У него были, конечно, кое-какие неприятные привычки. Он постоянно влезал с ногами на ее белую софу – хотя надо признать, что перед этим он снимал ботинки. Но потом неизменно забывал их возле софы, и ей, которая никогда в своей жизни не прислуживала ни одному мужчине, приходилось либо целыми днями смотреть на них, либо самой относить их наверх. У него была также привычка оставлять все полотенца влажной кучей на полу ванной. Кроме того, он упорно приносил домой букеты увядших хризантем, которые покупал у продавца цветов рядом с редакцией. У того недавно ушла жена, и Дэвид жалел его, хотя Бритт настаивала на том, чтобы все цветы в ее доме доставлялись каждую неделю из цветочного отдела магазина «Хил».

Иногда она спрашивала себя, совместимы ли они просто по уровню опрятности: Бритт не могла уснуть, если телефонные книги не были сложены в должном порядке, а Дэвиду было наплевать, имеет ли пробка ванны форму пробок пива «Гиннесс» и валяются ли его носки на полу, просясь в стиральную машину. К своему ужасу, она однажды обнаружила недоеденный сандвич с яичницей и томатным соусом на его ночном столике.

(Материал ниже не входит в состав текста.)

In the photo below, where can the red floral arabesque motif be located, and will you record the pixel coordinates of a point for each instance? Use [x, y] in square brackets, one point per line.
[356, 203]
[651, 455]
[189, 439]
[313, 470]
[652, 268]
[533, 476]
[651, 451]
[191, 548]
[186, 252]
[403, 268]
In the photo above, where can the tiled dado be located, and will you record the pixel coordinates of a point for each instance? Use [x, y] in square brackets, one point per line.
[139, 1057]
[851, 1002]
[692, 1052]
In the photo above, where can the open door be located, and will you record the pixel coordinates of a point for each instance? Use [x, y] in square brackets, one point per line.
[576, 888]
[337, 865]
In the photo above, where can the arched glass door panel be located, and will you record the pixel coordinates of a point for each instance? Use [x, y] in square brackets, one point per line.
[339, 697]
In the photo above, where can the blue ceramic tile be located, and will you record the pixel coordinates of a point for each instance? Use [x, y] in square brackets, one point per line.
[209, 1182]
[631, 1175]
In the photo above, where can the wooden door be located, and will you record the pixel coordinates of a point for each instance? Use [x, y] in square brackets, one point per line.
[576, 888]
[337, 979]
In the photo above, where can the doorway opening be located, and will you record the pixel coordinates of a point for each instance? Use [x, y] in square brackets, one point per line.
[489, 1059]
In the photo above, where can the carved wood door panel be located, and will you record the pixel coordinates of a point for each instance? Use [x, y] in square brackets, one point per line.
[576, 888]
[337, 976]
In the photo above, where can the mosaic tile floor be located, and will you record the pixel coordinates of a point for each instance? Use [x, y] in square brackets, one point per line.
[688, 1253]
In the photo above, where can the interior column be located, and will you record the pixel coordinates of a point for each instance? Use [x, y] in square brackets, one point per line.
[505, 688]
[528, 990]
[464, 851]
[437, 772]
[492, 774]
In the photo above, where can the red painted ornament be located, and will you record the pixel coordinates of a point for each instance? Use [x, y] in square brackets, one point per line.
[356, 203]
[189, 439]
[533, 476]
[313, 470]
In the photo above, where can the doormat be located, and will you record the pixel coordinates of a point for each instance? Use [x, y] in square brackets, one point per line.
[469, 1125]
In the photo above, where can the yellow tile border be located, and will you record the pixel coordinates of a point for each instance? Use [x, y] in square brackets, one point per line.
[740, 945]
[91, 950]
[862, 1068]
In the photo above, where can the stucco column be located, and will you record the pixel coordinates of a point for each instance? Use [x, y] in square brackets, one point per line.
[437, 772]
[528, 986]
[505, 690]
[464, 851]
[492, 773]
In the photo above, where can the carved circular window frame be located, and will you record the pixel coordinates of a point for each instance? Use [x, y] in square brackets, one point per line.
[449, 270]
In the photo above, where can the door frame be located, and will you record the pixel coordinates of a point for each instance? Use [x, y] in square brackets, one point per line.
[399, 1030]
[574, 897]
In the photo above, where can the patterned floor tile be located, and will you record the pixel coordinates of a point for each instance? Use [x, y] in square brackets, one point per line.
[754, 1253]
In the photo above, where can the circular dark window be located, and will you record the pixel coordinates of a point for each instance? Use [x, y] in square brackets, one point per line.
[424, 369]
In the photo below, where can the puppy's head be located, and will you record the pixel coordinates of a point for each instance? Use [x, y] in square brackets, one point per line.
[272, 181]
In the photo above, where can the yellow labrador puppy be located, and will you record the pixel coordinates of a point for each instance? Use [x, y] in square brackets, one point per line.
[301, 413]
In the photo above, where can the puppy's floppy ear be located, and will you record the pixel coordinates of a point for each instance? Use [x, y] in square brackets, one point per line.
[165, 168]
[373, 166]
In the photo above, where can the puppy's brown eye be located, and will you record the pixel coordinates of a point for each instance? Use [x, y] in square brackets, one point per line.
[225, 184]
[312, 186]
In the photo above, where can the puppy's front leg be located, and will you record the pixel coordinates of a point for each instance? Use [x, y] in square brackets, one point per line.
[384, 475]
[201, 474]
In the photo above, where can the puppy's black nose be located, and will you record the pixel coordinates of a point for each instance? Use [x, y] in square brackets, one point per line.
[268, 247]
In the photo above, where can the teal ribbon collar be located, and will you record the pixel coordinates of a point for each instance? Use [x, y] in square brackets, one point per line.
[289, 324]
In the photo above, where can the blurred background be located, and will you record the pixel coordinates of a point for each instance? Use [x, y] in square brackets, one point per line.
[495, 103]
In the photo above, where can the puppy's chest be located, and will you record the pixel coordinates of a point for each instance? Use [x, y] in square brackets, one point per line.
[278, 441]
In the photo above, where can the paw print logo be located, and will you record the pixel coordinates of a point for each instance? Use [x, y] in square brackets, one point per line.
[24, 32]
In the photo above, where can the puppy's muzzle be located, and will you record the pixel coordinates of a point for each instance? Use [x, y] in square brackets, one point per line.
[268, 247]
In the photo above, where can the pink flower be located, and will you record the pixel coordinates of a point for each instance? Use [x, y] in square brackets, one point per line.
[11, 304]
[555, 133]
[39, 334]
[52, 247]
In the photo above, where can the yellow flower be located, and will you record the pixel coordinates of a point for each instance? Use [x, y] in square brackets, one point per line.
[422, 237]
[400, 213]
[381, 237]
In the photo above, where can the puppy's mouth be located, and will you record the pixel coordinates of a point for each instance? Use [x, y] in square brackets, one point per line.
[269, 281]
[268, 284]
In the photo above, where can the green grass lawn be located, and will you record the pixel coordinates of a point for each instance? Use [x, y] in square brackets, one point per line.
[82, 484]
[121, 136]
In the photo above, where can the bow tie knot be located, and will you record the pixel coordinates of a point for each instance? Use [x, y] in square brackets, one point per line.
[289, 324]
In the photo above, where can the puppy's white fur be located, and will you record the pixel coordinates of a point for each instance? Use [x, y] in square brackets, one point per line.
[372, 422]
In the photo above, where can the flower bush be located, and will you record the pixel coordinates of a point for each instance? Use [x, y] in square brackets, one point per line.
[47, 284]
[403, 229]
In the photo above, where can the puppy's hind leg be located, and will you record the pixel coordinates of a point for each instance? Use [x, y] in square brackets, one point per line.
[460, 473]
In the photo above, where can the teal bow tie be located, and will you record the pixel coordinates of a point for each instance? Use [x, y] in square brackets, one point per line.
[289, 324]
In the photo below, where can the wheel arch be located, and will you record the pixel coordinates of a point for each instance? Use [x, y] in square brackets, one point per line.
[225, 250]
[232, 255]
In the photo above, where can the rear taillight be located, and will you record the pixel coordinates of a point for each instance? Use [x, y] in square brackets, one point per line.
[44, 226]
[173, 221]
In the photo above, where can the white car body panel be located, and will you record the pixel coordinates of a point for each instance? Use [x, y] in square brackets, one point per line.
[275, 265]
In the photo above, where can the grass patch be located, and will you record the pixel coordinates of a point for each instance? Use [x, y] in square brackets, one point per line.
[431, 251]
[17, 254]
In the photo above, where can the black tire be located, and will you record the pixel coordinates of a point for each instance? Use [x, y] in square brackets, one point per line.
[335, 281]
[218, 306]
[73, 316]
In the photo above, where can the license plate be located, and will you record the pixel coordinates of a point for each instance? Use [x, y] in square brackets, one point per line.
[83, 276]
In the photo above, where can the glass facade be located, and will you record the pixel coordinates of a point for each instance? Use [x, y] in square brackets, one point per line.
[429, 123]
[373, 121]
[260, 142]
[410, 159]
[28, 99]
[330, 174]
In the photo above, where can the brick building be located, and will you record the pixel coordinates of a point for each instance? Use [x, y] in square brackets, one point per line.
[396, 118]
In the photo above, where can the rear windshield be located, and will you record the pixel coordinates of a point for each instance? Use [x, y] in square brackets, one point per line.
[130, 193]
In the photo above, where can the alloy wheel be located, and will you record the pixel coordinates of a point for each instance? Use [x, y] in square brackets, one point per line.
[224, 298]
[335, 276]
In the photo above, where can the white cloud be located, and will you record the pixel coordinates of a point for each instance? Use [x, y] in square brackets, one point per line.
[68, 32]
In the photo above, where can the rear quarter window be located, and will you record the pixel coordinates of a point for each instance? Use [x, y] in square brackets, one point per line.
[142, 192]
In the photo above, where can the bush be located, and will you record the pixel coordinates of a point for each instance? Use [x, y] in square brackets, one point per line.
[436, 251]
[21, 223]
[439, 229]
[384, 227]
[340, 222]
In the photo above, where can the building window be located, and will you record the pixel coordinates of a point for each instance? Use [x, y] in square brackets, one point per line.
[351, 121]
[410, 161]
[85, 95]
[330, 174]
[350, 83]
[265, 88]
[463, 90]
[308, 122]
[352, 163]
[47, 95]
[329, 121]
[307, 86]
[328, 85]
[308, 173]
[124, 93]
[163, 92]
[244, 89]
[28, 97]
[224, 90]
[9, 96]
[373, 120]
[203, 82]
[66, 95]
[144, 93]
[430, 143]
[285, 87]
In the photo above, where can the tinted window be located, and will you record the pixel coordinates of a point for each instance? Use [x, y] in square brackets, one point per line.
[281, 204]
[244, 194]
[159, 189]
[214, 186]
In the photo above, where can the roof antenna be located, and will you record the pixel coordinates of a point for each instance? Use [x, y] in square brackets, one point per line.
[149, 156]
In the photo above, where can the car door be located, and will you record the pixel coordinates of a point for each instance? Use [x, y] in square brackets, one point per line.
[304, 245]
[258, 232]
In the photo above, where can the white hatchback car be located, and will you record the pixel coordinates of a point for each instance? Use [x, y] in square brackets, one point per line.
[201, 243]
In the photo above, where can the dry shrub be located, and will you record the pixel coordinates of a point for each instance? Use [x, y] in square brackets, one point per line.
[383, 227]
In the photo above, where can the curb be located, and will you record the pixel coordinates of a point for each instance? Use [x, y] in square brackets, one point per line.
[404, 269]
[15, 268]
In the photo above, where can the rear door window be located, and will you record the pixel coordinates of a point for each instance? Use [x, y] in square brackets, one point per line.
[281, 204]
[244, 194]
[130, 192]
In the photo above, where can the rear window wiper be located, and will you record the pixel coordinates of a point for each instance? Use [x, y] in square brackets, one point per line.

Все это, однако, можно, уладить, когда они поженятся. Потому что женитьба, как решила Бритт, была единственным надежным способом удержать его. Разумеется, она сама улавливала здесь иронию: ведь он был женат, когда начался их роман, и это тем не менее не помешало ему уйти к ней; но она знала, что он не из тех мужчин, которые способны проделать такое дважды. Конечно, Бритт еще не сказала ему об этом, потому что не была уверена, что вытеснила из его сердца Лиз. Но она вытеснит ее. Все, что ему нужно сейчас, – это регулярный прием по утрам и по вечерам того же самого лекарства, – сладостного, отнимающего разум, взрывного секса.